In This Together | Brunswick Group
Perspectives

In This Together

“Regardless of ability, none are given equal opportunities.” Brunswick Partner Gill Ackers on the injustices those with autism face.

Under lockdown, a new tradition has spread from one Brunswick office to another: At day’s end, a colleague sends a short essay to his or her working-from-home office mates. These are funny, sad, inspirational and philosophical notes, often sprinkled with favorite recipes and TV shows. They’re as well-written as you’d expect, if you know Brunswick. The Review is selecting a few to share with a larger audience. On May 27, Gill Ackers, a Brunswick Partner and Chair of Autistica, the UK’s leading autism research charity, sent this note to colleagues in Brunswick’s London office.

Gill_Ellie_2.jpg

Ellie, severely autistic but with amazing potential.

I have been struck by recent conversations with two people in very different situations, for whom the phrase “we are all in this together” has real meaning.

The first, an autistic man, told me this is the first time in his life that he feels normal. Anxiety, uncertainty, fear of social situations and desperate to establish and maintain routines and structures. That has been his life for the last 30 years and marked him out as “different.” Now, almost everyone he speaks to feels the same.

The second recently lost her husband to the virus. “I woke up one morning and my life was turned upside down,” she said. Now, almost everyone she speaks to feels the same.

Both found it weirdly comforting that they were not alone and that everyone else is trying to come to terms with profound changes to their daily lives and uncertainty about tomorrow.

People coming together with shared emotions and a stronger sense of community is one of the few bright spots of this madness. Few people epitomize grace and courage in adversity better than Nelson Mandela, who wrote in a letter to his wife from Kronstadt prison in 1975:

“In judging our progress as individuals, we tend to concentrate on external factors such as one’s social position, influence, and popularity, wealth and standard of education. ... But internal factors may be even more crucial in assessing one’s development as a human being. Honesty, sincerity, simplicity, humility, pure generosity, absence of vanity, readiness to serve others—qualities which are within easy reach of every soul—are the foundations of one’s spiritual life.”

It is those “internal factors” that we should seek to maintain as we begin the (slow) road to recovery.

Soon, I will be starting the next phase of my professional life and will be focused, at least in part, on autism research.
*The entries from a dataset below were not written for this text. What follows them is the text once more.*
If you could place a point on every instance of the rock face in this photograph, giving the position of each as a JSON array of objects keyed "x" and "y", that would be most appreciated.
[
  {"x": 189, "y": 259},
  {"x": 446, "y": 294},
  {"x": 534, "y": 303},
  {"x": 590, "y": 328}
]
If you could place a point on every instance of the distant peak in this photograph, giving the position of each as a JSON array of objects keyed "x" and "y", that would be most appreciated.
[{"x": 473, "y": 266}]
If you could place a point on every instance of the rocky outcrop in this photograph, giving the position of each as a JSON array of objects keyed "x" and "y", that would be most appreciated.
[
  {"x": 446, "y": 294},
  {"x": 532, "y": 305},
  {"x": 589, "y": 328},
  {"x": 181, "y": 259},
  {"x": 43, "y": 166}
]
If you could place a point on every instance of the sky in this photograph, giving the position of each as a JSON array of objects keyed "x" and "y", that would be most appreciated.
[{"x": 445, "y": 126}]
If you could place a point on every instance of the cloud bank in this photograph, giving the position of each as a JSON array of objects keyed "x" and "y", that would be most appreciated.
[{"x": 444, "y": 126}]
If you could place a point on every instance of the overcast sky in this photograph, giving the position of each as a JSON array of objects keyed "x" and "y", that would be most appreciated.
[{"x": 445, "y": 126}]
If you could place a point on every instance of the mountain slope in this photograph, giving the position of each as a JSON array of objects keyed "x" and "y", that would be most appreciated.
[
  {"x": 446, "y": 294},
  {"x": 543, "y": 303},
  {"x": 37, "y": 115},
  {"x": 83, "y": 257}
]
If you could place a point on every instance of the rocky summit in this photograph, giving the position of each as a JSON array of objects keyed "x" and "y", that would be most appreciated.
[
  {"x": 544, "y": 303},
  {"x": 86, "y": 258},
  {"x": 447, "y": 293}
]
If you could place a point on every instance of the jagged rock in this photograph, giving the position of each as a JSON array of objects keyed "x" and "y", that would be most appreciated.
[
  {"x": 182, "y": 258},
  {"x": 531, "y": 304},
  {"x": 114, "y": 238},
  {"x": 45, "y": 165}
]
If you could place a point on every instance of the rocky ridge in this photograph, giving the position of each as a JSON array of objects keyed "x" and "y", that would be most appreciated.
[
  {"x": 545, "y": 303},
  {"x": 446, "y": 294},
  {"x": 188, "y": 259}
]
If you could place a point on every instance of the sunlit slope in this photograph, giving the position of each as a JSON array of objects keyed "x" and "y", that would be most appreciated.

As we prioritize the country’s recovery, I don’t want to return to where we were before for people with autism, I want to build back a whole lot better. If we are indeed all in this together, this is a time to make some changes that are genuinely inclusive.

I know very high-functioning autistic people who regard it as a gift, enabling them to see things differently, bring different perspectives, arrive at novel solutions by drawing inspiration from a dazzling variety of sources.

I know others with no speech, no self-care skills and a multitude of what are known as, in an awful phrase, co-morbidities, from epilepsy to depression to diabetes. Their families don’t see autism as a gift. They fight for education, health and social care all their lives.

But regardless of ability, none are given equal opportunities and it is that fundamental injustice that I want to fight.

Austistica is on the verge of being able to publish eye-opening data about the challenges those with autism face, particularly around economic opportunity here in the UK. The figures, which are being peer-reviewed, demonstrate those with autism who are able to work disproportionately earn incomes well below the national average, despite having earned degrees or their equivalents at rates higher than the national average. This data won’t look any better in 2021 without a real effort on Autistica’s part—and all of us, as well—to change it.

 

Gill Ackers is one of the Partners leading Brunswick's global financial institutions team. She has extensive experience of corporate positioning and reputation management, transactions, restructurings and crisis.